Your grammar is ambiguous:
"a" AND "b"
can be matched as
parse_starts_here
and_expression
and_thing
and_level2_thing
text
OP_AND
and_level2_thing
text
or as
parse_starts_here
and_expression
and_thing
and_level2_thing
text
OP_AND
and_thing
and_level2_thing
text
Normally, ANTLR would warn you about this ambiguity, but by declaring backtrack = true
, you effectively tell ANTLR to try all alternatives and use first that matches.
On unambiguous grammars ANTLR runs in linear time. Use of backtracking leads to potentially exponential time. memoize=true
is used to reduce the time back to linear at the cost of more memory used.
I would recommend removing the backtrack=true
option. ANTLR will then tell you where the grammar is ambiguous. You can either remove the ambiguity, or if it is not possible, use syntactic predicates only where needed to prefer one possible match to the other. memoize=true
would still help if you end up using syntactic predicates.
Edit - As to why there's backtracking even when both alternatives match:
It does not backtrack, but the time will still be exponential.
The problem is that ANTLR doesn't know it can match the first alternative until it actually tries to match it (since you didn't give it any hints). So it will first try to match the rule, and if it succeeds it will actually match it and perform all associated actions (memoize
option avoids exactly this by remembering the particular rule succeeded for the given input position and not repeating the whole matching process).
Example:
"a" AND ( "b" AND "c" )
To match this, ANTLR must:
- Match
"a"
- Decide whether the
AND
can be matched using the inner rule
- To do this, it tries to match the inner rule
AND
matches, (
means go to and_thing
- To match
and_thing
, it must:
- Match
(
and "b"
- Decide whether the
AND
can be matched using the inner rule
- To do this, it tries to match the inner rule against
AND "c"
- The predicate succeeds -
AND "c"
matches the inner rule
- Match the inner rule against
AND "c"
- Match
)
- The predicate succeeds -
AND ( "b" AND "c" )
matches the inner rule
- Match the inner rule against
AND ( "b" AND "c" )
AND
matches, (
means go to and_thing
- To match
and_thing
, it must:
- Match
(
and "b"
- Decide whether the
AND
can be matched using the inner rule
- To do this, it tries to match the inner rule against
AND "c"
- The predicate succeeds -
AND "c"
matches the inner rule
- Match the inner rule against
AND "c"
- Match
)
AS the emphasized parts of the process show, ANTLR needs to match the text AND "c"
four times to match the input, while there's one level of nesting.
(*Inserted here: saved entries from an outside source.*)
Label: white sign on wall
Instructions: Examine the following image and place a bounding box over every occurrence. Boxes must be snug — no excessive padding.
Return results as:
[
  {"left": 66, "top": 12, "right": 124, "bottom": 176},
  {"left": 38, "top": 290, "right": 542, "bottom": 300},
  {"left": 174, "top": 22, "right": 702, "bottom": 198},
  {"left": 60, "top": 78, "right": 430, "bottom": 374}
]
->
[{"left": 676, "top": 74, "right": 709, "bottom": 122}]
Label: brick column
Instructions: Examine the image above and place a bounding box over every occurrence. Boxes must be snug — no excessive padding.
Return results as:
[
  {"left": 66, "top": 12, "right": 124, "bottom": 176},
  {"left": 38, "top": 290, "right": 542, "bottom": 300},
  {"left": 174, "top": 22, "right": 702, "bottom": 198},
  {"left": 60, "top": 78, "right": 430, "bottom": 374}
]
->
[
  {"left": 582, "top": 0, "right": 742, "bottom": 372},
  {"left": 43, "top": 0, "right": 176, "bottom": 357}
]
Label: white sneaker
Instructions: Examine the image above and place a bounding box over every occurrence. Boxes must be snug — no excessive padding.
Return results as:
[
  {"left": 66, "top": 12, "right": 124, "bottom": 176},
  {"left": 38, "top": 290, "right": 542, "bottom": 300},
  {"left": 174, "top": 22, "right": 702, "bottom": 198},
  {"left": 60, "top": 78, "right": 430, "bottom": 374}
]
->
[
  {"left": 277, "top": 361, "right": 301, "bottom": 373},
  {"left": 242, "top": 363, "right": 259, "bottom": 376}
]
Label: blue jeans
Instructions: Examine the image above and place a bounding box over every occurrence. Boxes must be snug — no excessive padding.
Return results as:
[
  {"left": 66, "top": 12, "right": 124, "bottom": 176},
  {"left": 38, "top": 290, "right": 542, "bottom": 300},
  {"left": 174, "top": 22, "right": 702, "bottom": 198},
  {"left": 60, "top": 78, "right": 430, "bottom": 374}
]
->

If there was another level, this whole process would repeat twice, so ANTLR would parse the last part eight times.
One related remark - if you use syntactic predicates rather than backtrack option, you can fine-tune what the predicate contains - in some cases it needs not contain the whole rule being predicated. In your example above, you could just tell ANLTR to use the OP_AND and_level2_thing
rule whenever it encounters OP_AND
, without needing to check whether and_level2_thing
matches. Note that you can only do this because you know that either and_level2_thing
will match, or the other alternative will fail as well. If you do this wrong you end up with the parser getting lost and refusing an input that would be valid if it chose the right alternative.